Cette perception d’une information monochrome traduit l’envie d’une autre vision de notre pays, le désir aussi d’entendre une pluralité de points de vue. Au regard de la richesse des programmes et journaux d’informations proposée par les antennes de Radio France, il est difficile de penser que chaque auditeur n’y trouve pas son compte en matière de diversité d’opinions. Cependant qu’il y ait une critique de la « couleur » des informations est concevable, mais ce qui pose davantage problème c’est d’attendre de la part des médias une sorte de réenchantement du monde. Or ce n’est pas leur mission. Les médias donnent les faits, racontent ce qui se passe à travers la planète, d’où la prépondérance des nouvelles négatives et le moindre écho donné à celles plus légères et positives. Chacun reconnaîtra que pour l’heure, et malgré le déconfinement prévu lundi 11 mai, l’actualité immédiate n’offre pas une grande latitude pour parler de faits réjouissants et de perspectives enthousiasmantes.

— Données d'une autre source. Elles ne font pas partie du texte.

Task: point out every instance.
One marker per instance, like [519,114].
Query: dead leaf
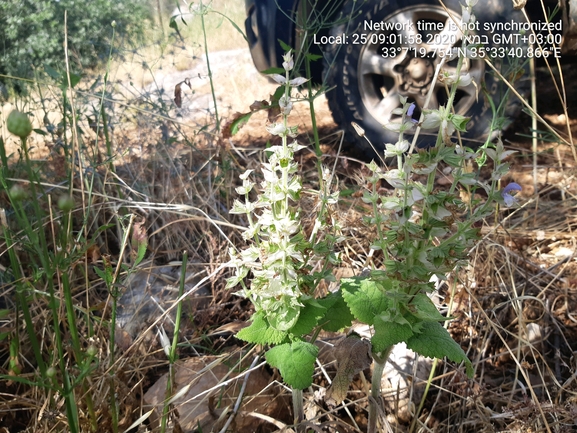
[353,355]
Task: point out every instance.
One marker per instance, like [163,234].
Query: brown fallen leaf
[353,355]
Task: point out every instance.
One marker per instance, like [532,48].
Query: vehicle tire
[366,80]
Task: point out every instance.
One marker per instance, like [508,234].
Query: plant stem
[380,362]
[298,409]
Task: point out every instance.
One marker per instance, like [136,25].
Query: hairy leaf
[260,332]
[338,315]
[434,341]
[308,318]
[365,298]
[295,361]
[388,334]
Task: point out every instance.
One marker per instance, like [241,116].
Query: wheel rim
[409,65]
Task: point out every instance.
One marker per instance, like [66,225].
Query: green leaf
[295,361]
[105,275]
[423,308]
[434,341]
[270,71]
[460,122]
[53,73]
[388,334]
[365,298]
[286,47]
[313,57]
[308,318]
[338,314]
[238,123]
[260,332]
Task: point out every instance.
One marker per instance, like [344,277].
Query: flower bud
[65,203]
[17,193]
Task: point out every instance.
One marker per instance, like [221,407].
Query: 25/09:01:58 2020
[438,39]
[473,52]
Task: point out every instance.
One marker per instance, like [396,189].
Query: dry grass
[515,307]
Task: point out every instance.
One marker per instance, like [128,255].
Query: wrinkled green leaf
[308,318]
[365,298]
[338,314]
[295,361]
[388,334]
[260,332]
[434,341]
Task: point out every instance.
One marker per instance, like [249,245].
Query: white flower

Croyez-le, aucun journaliste ne se complait dans le quotidien sinistre que nous côtoyons tous. Derrière votre poste, devant nos micros, nous vivons tous cette crise sanitaire, cette pandémie, ce confinement. Dans ce contexte les journalistes s’efforcent de faire au mieux leur travail d’information.

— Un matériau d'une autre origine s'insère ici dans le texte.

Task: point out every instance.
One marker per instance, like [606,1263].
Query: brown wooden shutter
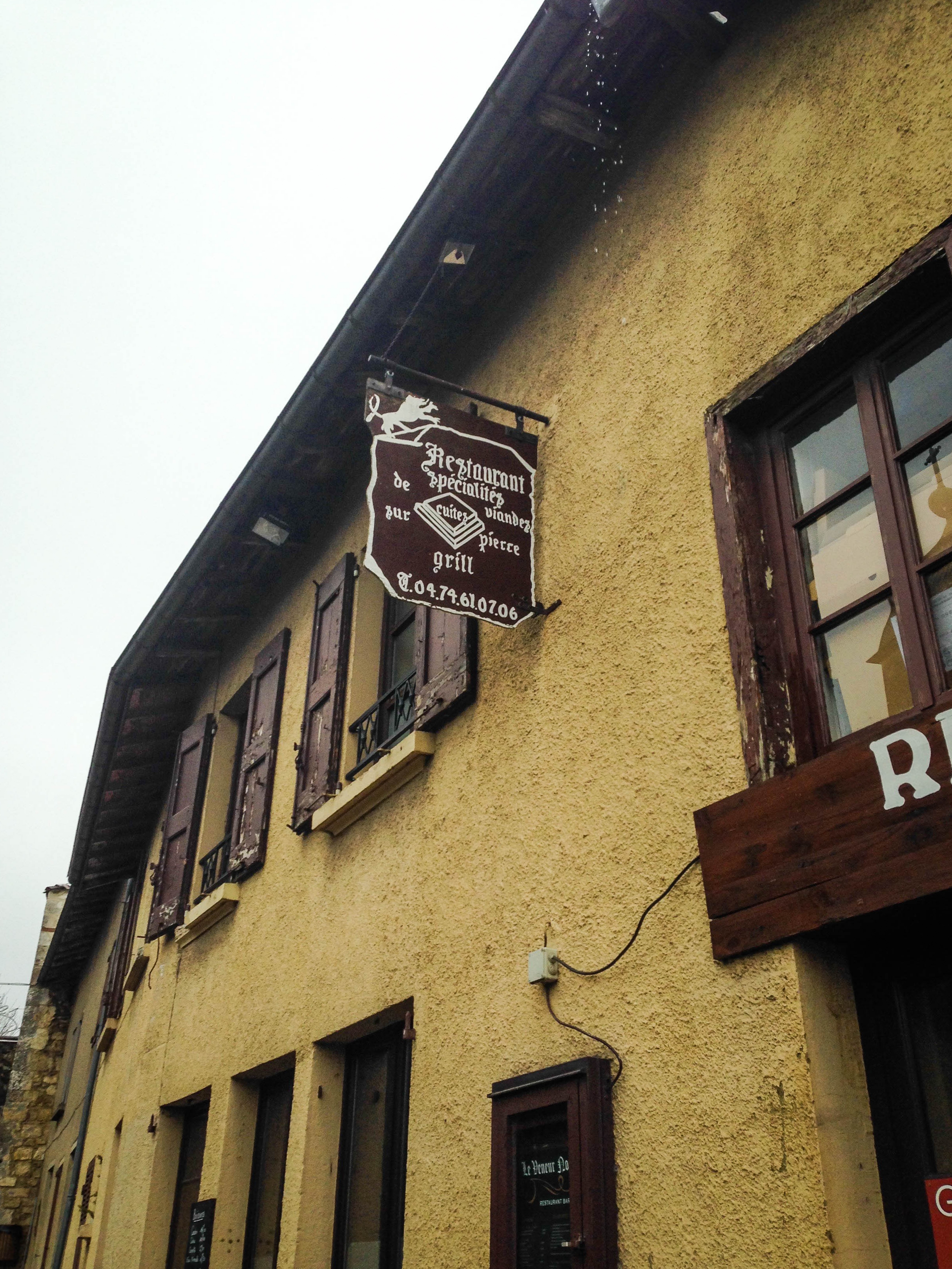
[115,994]
[323,726]
[253,802]
[446,665]
[182,820]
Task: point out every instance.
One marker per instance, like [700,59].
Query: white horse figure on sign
[395,424]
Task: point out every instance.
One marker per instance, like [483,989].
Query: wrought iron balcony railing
[386,721]
[215,866]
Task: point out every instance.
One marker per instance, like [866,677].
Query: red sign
[452,508]
[939,1191]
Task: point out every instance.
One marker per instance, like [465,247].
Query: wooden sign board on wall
[865,826]
[452,502]
[200,1235]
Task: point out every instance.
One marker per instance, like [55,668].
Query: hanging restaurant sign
[452,508]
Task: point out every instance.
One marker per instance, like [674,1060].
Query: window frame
[905,587]
[181,1216]
[784,724]
[395,1042]
[585,1088]
[253,1214]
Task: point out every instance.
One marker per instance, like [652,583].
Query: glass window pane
[921,385]
[403,660]
[268,1186]
[827,452]
[932,498]
[930,1014]
[843,555]
[864,671]
[190,1182]
[367,1144]
[542,1194]
[940,588]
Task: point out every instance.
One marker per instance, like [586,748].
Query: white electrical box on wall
[544,965]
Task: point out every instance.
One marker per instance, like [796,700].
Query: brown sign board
[864,826]
[452,502]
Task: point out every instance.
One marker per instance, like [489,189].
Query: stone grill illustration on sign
[452,508]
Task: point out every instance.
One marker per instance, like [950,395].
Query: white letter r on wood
[917,776]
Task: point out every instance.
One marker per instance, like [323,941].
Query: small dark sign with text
[939,1193]
[452,508]
[542,1202]
[200,1235]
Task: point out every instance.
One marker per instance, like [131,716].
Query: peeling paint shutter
[446,665]
[182,819]
[323,726]
[113,993]
[249,833]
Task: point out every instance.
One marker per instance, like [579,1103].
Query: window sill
[372,786]
[209,912]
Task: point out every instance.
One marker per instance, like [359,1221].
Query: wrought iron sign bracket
[521,413]
[540,609]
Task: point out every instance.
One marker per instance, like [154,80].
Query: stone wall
[35,1073]
[8,1047]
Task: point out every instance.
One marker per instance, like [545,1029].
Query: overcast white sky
[187,207]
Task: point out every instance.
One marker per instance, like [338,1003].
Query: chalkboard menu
[200,1235]
[542,1194]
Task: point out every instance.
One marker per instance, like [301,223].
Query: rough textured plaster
[766,191]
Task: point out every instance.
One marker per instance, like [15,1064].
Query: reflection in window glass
[932,497]
[827,452]
[864,672]
[843,555]
[921,385]
[940,587]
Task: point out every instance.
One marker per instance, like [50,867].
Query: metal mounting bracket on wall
[521,413]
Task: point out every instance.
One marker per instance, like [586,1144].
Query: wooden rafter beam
[702,31]
[579,122]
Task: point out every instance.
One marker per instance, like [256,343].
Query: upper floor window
[864,516]
[390,665]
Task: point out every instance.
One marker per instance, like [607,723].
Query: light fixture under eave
[272,530]
[456,253]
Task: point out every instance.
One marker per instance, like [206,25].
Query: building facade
[28,1105]
[325,826]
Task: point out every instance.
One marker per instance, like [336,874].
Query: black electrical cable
[409,318]
[589,974]
[583,1032]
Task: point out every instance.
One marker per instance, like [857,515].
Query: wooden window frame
[780,700]
[394,1040]
[254,1189]
[190,1117]
[390,631]
[585,1088]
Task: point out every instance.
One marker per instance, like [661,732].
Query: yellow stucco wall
[759,196]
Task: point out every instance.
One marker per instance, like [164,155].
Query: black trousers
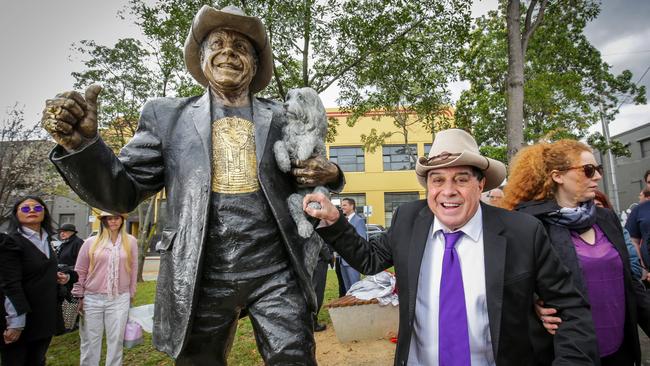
[339,276]
[622,357]
[319,280]
[277,308]
[29,353]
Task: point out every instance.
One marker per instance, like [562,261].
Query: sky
[36,38]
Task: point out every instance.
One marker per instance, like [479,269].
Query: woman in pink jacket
[107,266]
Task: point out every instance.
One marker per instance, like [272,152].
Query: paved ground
[151,272]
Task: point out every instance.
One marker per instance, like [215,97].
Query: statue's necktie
[453,337]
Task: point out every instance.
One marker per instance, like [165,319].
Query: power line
[625,53]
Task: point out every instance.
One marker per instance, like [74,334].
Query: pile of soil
[331,352]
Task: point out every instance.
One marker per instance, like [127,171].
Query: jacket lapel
[262,117]
[421,228]
[612,233]
[494,249]
[201,117]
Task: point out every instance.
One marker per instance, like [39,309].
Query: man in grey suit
[466,272]
[230,245]
[350,275]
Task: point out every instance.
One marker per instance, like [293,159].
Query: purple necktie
[453,337]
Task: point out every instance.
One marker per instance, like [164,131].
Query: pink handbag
[132,334]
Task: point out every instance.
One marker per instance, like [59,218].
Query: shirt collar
[29,233]
[472,228]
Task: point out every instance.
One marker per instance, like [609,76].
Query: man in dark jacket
[70,245]
[230,243]
[466,272]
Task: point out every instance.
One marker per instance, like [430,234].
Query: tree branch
[365,55]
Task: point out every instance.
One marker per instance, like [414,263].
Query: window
[349,158]
[645,148]
[621,159]
[397,157]
[66,219]
[392,200]
[359,200]
[427,148]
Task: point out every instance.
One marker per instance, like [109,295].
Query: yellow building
[381,180]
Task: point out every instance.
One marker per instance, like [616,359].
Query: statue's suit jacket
[519,262]
[172,149]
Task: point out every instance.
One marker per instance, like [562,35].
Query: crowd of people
[539,273]
[44,289]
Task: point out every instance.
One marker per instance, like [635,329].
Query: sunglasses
[589,169]
[36,208]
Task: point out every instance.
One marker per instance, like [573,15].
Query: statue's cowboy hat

Néanmoins, comme le rappelle à juste titre ce couple d’auditeurs : « La France (…) est un pays encore créatif qui est plein de forces ». Un pays en effet porteur d’énergies, d’audace, fort de sa diversité et surtout d’une vitalité toujours à l’œuvre pour partager les valeurs qui nous animent, en particulier à Radio France. Des valeurs nécessaires pour engager les interactions et favoriser le débat démocratique afin de produire une conscience commune.

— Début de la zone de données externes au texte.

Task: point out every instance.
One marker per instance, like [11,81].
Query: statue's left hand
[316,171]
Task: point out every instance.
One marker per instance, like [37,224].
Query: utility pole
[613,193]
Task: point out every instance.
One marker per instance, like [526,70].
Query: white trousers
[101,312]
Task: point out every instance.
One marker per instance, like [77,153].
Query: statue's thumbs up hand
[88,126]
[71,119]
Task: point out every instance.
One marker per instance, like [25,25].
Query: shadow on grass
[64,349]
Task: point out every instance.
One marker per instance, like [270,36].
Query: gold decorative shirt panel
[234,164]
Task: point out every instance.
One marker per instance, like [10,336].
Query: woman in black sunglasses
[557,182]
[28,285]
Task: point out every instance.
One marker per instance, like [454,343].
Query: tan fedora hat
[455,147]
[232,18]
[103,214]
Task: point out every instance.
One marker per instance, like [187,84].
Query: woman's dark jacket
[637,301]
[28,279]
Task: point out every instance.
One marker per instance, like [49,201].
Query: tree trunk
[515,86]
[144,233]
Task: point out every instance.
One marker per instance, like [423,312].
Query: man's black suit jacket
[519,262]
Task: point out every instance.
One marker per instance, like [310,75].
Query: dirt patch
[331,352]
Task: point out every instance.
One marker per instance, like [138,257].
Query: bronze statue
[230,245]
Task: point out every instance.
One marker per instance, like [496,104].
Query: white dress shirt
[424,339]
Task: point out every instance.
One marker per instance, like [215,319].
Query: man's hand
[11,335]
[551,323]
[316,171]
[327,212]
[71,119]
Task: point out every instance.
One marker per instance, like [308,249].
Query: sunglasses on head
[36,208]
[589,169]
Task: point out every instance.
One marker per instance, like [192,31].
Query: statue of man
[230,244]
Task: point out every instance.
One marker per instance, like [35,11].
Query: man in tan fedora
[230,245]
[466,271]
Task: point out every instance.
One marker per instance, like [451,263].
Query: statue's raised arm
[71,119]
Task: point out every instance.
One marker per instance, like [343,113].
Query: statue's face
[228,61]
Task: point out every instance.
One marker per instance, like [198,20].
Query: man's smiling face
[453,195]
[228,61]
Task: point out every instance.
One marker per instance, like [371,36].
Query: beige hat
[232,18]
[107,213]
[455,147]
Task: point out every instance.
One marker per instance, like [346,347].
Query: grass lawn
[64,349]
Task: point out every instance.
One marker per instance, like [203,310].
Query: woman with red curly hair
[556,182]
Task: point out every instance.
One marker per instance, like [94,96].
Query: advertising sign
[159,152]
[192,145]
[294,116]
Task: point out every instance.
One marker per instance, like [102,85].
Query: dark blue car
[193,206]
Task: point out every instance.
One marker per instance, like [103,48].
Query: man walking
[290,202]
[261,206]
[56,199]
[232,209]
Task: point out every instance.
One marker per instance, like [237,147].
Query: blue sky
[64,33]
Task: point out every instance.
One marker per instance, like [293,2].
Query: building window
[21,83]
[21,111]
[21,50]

À la veille de ce 8 mai 2020, qui marque le 75ème anniversaire de la paix en Europe, rappelons que cette vitalité est intrinsèque à notre Histoire. Certes, le Covid-19 a eu raison des cérémonies traditionnelles célébrant le 8 mai 1945 dans leur forme habituelle. Pour autant, différemment, on peut rendre hommage aux combattants, aux résistant-e-s, aux victimes de ces années de guerre et à toutes celles et ceux qui ont sacrifié leur vie ou pris des risques pour que les Françaises et les Français recouvrent la liberté. Demain, à 20 heures, joignons à nos applaudissements aux soignants, la mémoire de nos parents ou grands-parents. À chaque époque ses héros.